The camera ( similar in design and size to the Zenza-Bronica ETR or the Mamiya 645) had interchangeable magazines and interchangeable lenses with an extended P6 bayonet that mechanically transfers the set aperture value into the housing. A built-in light meter (TTL measurement by means of a semi-transparent dichroic main mirror, a radiation-collecting Fresnel mirror behind it and a silicon cell in the camera base) controls based on the brightness information of the light measuring system, the aperture information entered mechanically / electrically by the lens (via a variable resistor in the housing) and the Electrically transmitted from the film magazine, the exposure (in the form of a timer), whereby the current automatically generated exposure time is displayed with a red LED line to the left of the viewfinder image. When the camera is operated manually, this LED line is used to display both the time suggested by the exposure meter and to simultaneously display the time actually set manually (this means: if you align the two light displays by adjusting the aperture or the shutter wheel, the exposure is correct) . The shutter speed from 4 s to 1/1000 sec. (And B) is generated electronically, but there is also a purely mechanical time of 1/60. sec. (it is also the synchronization time for flash photos; the shutter can be switched from electronic to mechanical with a small knurled wheel below the transport crank).

The interchangeable viewfinder (shaft viewfinder or telescopic viewfinder) can be exchanged without removing the magazine.
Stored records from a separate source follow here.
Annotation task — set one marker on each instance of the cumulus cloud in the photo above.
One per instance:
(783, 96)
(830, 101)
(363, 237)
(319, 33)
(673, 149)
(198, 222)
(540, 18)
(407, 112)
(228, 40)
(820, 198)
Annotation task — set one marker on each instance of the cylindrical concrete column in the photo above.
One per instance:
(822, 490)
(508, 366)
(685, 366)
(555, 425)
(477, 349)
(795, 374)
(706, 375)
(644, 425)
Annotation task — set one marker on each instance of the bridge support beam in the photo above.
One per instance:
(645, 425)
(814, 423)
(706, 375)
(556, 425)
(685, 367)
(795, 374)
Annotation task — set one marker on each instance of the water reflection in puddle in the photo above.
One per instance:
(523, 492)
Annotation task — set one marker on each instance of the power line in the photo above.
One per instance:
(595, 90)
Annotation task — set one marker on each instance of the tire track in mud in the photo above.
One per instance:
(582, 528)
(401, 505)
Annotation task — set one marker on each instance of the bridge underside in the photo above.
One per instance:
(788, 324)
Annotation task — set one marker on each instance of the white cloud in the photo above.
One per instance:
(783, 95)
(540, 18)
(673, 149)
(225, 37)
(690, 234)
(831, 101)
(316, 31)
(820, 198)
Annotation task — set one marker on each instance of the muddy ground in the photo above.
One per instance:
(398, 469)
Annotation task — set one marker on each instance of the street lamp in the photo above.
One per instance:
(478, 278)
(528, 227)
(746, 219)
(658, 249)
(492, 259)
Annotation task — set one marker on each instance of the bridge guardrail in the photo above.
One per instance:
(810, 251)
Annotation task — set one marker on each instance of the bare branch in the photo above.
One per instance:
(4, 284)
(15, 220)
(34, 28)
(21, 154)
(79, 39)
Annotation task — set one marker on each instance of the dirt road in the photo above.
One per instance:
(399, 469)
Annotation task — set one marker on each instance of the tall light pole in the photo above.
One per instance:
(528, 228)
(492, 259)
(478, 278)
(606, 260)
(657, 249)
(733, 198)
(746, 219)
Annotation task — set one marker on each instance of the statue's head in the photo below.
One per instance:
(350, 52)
The ground glass is also easily exchangeable, there are different panes with cross-sectional rangefinder or microprismatic spots, but also a simple, fully ground glass with a grid (all ground glass are made of acrylic and have the shutter speed numbers for the LED row next to them). The film crank can be exchanged for a high-speed winding handle (which is similar to that of the Bronica ETR).

A multi-coated MC VOLNA-3 2.8 / 80mm was used as the lens, a six-lens, five-unit double Gaussian type with a spring diaphragm.

Overall, the Kiev 90 was a sensationally advanced camera (not only for the camera production of the Soviet Union at the time), which in terms of its construction was definitely comparable to the Japanese competition. Because of its inadequate electronics, however, it was only produced and delivered in very small numbers in the end, although all contemporary catalogs of the Soviet camera industry had announced the camera. Ten prototypes of a "Kiev 645" planned as the successor to Kiev 90 (outwardly very similar to Kiev 90) were built in 1990, but no series production took place.